War College simulationDuring a recent simulation exercise at Maxwell, graduate students, including Executive Education and Humphrey Fellows, almost resolved a fictional conflict in the Jammu-Kashmir region, along the India-Pakistan border. “They got pretty close, which is really impressive. It only fell apart in the last half hour,” said Joshua Kennedy, associate director for public administration and international affairs (PAIA), who has helped coordinate Maxwell’s simulation for several years.

Kennedy worked with the U.S. Army War College to present the International Strategic Crisis Negotiation Exercise in the Maxwell-Eggers Complex on October 25 and 26. Thirty Syracuse University participants included Humphrey Fellows, Executive Master of Public Administration students, members of the Defense Comptroller Program (DCP), graduate students in PAIA, and political science and international relations students. Seven SUNY Cortland students also participated.

Organizers placed participants into groups representing different nations attending meetings intended to simulate negotiation skills in a real-world policy challenge. A central lesson was to illustrate the role of negotiation under uncertainty.

It’s no accident the recent simulation focused on a region making international headlines. “Scenarios generally build on international affairs going on for a significant time that could rise to the level of a major international conflagration,” Kennedy explained.

It’s valuable for students to get the perspective from different countries. “We try to have an American think like a Pakistani, an Indian think like he’s from the UK so students can think about the different strategic goals the different countries wanted,” he said.
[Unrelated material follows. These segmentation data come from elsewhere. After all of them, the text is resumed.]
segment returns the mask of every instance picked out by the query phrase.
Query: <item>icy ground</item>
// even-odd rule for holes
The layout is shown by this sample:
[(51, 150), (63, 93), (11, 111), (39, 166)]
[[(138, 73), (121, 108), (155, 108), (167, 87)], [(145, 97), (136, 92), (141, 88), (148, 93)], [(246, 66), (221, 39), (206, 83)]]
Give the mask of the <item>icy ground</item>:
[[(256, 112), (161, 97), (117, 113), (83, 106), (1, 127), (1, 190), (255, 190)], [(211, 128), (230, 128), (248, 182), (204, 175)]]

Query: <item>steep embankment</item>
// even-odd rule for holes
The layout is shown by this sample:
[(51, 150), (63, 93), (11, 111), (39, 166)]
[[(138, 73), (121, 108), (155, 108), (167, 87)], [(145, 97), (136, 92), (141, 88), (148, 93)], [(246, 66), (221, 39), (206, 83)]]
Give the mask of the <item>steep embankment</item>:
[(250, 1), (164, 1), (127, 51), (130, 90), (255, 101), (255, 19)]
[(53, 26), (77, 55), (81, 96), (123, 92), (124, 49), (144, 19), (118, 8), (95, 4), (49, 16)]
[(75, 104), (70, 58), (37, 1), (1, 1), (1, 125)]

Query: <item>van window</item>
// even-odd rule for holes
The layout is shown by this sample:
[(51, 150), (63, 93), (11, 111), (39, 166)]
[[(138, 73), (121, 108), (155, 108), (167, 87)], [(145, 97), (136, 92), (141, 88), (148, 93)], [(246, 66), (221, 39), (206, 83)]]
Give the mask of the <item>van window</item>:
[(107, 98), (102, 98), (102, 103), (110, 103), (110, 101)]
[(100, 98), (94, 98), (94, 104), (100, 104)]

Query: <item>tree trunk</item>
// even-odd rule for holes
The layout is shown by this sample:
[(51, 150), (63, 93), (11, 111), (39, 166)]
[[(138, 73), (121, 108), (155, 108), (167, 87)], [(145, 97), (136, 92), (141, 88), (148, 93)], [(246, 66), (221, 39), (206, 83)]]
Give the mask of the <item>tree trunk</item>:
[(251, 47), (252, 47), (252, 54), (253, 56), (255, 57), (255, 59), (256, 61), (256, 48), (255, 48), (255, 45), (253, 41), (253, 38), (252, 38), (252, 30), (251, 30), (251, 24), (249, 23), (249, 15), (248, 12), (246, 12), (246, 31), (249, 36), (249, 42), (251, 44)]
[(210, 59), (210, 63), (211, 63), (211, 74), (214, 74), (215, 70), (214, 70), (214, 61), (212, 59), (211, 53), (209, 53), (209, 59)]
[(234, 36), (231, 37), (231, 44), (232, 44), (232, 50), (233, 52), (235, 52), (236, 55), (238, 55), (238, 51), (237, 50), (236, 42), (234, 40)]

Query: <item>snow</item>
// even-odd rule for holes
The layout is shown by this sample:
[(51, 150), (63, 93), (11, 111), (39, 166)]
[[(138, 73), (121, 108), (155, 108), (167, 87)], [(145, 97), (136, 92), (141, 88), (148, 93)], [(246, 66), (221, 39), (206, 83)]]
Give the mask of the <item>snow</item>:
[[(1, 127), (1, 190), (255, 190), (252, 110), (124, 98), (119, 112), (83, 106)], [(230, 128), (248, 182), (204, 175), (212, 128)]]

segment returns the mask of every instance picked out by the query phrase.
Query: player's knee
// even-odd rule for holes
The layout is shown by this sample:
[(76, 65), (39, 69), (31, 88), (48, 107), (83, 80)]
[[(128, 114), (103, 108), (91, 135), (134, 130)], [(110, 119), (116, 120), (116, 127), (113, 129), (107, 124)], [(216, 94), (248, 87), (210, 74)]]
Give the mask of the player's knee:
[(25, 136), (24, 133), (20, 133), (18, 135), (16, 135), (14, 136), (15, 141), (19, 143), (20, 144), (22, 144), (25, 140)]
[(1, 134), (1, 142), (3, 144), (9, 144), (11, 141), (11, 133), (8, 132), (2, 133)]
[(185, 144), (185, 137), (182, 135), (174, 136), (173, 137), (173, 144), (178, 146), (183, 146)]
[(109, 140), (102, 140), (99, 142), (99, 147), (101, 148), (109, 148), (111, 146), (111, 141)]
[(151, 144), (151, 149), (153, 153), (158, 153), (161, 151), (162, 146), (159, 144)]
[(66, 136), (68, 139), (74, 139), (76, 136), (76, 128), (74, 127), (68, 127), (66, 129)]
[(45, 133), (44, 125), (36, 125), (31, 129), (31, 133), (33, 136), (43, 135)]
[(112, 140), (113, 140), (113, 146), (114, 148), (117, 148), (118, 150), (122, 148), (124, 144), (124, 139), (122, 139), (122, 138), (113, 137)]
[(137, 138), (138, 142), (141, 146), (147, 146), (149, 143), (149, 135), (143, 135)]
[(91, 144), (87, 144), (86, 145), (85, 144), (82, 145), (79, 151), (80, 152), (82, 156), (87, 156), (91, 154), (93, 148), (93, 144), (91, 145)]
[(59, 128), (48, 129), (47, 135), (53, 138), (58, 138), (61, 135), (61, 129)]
That approach illustrates “the constraints the other perspectives place on policy outcomes,” he added. “Students learn that your policy is going to be influenced by things far beyond your control.” Even as you negotiate, “You still have other actors who are developing their own initiatives. When you go into one meeting, an external issue you cannot control may have changed.”

The simulation offered a chance to connect theory with practice. “The goal of simulations is to keep the negotiations going and make small incremental wins,” Kennedy said. “There aren’t always huge transformational moments. Sometimes the best solution might be that we agree to another conference.”

Sreeparvathy S. L., a Humphrey Fellow from India, hopes to use similar simulation exercises to teach negotiation skills in the Indian Ministry of Finance. As an Indian national, she would have preferred not to be placed with the Indian team. “I actually wanted to be part of some other team to get another perspective,” she said. “But I really understood how a third party can be given a new orientation on an old issue.”

Cameron Keys, an analyst for the U.S. Army and a DCP student, hoped to learn how diplomatic negotiations work. “I was pleased with the emphasis on process,” he said. “Formal meetings proceeded much the same way actual formal meetings might in a real-world crisis.”

The exercise highlighted the importance of communication and leadership skills, Keys added. “Skilled speakers can control discussion, closing off debate or opening up debate to advance their team’s relative interests,” he said. “Negotiations are extremely vulnerable to circumstance; small events on the ground can have large diplomatic consequences at the negotiating table.”